Historic Masonic Temple, at the corner of Davenport and Yonge, is being considered for yet another condominium development. (Stan Behal/QMI Agency)
TORONTO - After 95 years, the iconic Masonic Temple — the concert hall where Frank Sinatra, the Ramones and Led Zeppelin once rocked out — may permanently shut its doors and be turned into condos.
Bell Media confirmed Friday they “are considering all options,” including selling the historic building to developers, after they move their MTV Canada studios out of the six-storey landmark at the northwest corner of Davenport Rd. and Yonge St.
“We are moving the MTV studios to 299 Queen St. and, as a result, there will be no further production done at the Masonic Temple as of now,” Scott Henderson, Bell Media’s vice-president of communications, said.
“Staff were notified of it in September. The future of the temple has yet to be decided. They’re considering all opportunities, including potentially selling it. The real-estate team is trying to determine what the future will be.”
Filming of MTV-related shows stopped as of Thursday, Henderson said, adding there’s no deadline for a decision on the building as of yet.
According to the City of Toronto, the Masonic Temple was added to the list of heritage sites in March 1974, which protects some historical aspects of the building, including the facade and some interior features.
This isn’t the first time the temple was considered for condo development.
In 1997, the previous owners planned to tear down the building and build condos, reportedly marketed to Asians who believed the 888 Yonge St. address was “lucky.” According to a Bell Media backgrounder, the Heritage Board fought the case.
Since its construction in 1918, the Masonic Temple has been home to 38 different Masonic bodies.
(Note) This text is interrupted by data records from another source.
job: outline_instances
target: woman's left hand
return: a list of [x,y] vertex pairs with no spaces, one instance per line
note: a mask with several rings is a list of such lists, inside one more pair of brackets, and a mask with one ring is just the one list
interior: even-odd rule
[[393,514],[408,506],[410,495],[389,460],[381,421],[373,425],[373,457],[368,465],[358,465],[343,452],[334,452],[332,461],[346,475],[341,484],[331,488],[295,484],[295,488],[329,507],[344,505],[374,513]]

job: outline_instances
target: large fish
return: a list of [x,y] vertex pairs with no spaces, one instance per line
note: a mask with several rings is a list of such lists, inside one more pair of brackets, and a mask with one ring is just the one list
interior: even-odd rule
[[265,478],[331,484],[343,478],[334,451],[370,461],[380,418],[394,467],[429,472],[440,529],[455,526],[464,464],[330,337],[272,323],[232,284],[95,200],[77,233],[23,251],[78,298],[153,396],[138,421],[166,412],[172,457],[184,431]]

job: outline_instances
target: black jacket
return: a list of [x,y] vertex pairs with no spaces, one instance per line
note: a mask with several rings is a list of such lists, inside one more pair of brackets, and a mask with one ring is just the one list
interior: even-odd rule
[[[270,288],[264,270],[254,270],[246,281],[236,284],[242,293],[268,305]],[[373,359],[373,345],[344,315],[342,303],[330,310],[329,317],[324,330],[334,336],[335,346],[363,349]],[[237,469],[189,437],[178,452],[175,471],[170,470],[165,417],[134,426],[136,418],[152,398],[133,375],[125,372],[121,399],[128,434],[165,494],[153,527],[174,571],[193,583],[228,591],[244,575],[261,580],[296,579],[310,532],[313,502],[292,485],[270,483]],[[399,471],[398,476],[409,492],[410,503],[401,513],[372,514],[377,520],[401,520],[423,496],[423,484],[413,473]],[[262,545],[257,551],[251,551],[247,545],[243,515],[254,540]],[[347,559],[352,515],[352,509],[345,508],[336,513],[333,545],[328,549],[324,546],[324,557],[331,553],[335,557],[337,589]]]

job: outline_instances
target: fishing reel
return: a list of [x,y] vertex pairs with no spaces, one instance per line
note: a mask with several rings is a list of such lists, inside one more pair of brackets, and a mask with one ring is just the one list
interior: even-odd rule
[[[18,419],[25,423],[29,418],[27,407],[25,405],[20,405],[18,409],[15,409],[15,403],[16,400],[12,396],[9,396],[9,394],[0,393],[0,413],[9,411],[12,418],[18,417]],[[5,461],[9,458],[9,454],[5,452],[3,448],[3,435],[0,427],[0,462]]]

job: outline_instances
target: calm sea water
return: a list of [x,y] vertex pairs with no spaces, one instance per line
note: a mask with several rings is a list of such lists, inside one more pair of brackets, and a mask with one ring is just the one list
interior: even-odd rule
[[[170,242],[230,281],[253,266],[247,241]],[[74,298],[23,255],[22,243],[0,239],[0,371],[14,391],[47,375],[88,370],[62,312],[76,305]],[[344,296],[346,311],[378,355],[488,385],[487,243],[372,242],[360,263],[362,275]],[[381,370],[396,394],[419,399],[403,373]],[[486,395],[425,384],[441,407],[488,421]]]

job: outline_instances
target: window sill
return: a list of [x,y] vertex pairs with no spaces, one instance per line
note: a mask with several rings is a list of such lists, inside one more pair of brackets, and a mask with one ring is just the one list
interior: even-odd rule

It opened as a ballroom in the late 1930s, and in the ’60s was known as the Rockpile, the venue that hosted Led Zeppelin’s first Toronto concert in 1969.
It eventually became known as the Concert Hall — where acts such as Soundgarden, Black Sabbath and David Bowie played — before its sale to CTV in 1998 as a venue to host Mike Bullard’s late-night show.
When that flopped, it became the home of MTV Canada in 2006 and ceased being a concert venue.
“It could go back to being a music venue, but you would have to have it active many nights of the year to make it actually pay,” music broadcaster Alan Cross said Friday.
“It would be very expensive to operate here. I remember seeing the Pixies there on one of their very last tours. It was in the winter, but it was so hot in there, the walls literally ran with sweat and condensation.
“I saw David Bowie’s Tin Machine play there and it was cool to see Bowie on a tiny stage.”
Councillor Kristyn Wong-Tam’s office said the area is zoned mixed-use and the highest a developer can build within the official plan is 30 metres, or roughly 10 storeys.
There was mixed reaction from area residents about the unknown fate of the Masonic Temple.
“I’ve always considered it a very ugly building,” 80-year-old Ken Rea said.
“It strikes me as being a rather depressing-looking place. It would make a good museum. We have a lot of old buildings that I frankly think aren’t worth preserving. I wouldn’t miss it.”
Doug Doust, 66, said the Yonge and Bloor area doesn’t need more condos. He’s hoping the existing temple could be a centre for residents to access social services.
“It’s getting to a point where there are too many condos and not enough space for people,” he said. “Continuing to build high (skyscrapers) is not in the best interest of the people living here. There’s not enough services to provide for it.”